Barley N. Hopps said:


> Thank you Sophie's Humble Servant (love that name!)The zip ties are mostly nubby-part-out, but Barley is inside and outside of his cage



Lol thanks! It's a very fitting name considering how much I bend over backwards for that lil fuzz bucket! She owns me!

What a little critter you have if he's even interested in the ties even outside of the cage! That's more of a challenge to be sure. Hope you get it sorted out


----------



## BlueMoods (Feb 28, 2014)

Yes, you use tin snips or wire cutters to cut off the excess and, of course, once sealed (closed) they cannot be opened so, you have to cut them to remove them and, once cut, they are useless.

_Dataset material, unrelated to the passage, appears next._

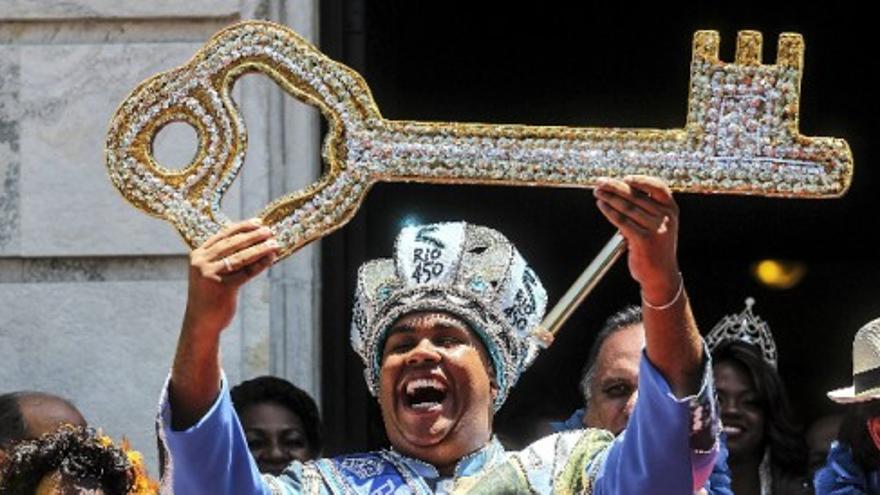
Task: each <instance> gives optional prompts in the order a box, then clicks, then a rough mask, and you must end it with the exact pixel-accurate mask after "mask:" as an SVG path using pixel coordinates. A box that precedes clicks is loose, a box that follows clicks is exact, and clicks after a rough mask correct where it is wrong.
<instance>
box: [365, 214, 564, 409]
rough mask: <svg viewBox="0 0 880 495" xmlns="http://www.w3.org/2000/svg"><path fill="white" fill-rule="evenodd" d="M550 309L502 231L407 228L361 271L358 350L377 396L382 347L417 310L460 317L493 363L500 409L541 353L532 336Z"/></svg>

I use them because my DH is a truck driver so, he can ask for a couple of extra seals from customers that use them and, for us those are free but, I have bought them when I needed more than I had on hand. Flying J, TA, Pilot and Petro truck stops always have them and, most independent truck stops as well. Some Loves and Kwick Trips have them but not all because those are usually just fuel stops and not a full service truck stop (one that has showers, a restaurant and/or a repair shop) Most full truck stops will have the metal seals.


----------



## Barley N. Hopps (Feb 28, 2014)

Just thought of another thing - it won't cut the bunny's mouth if he does try biting it?


----------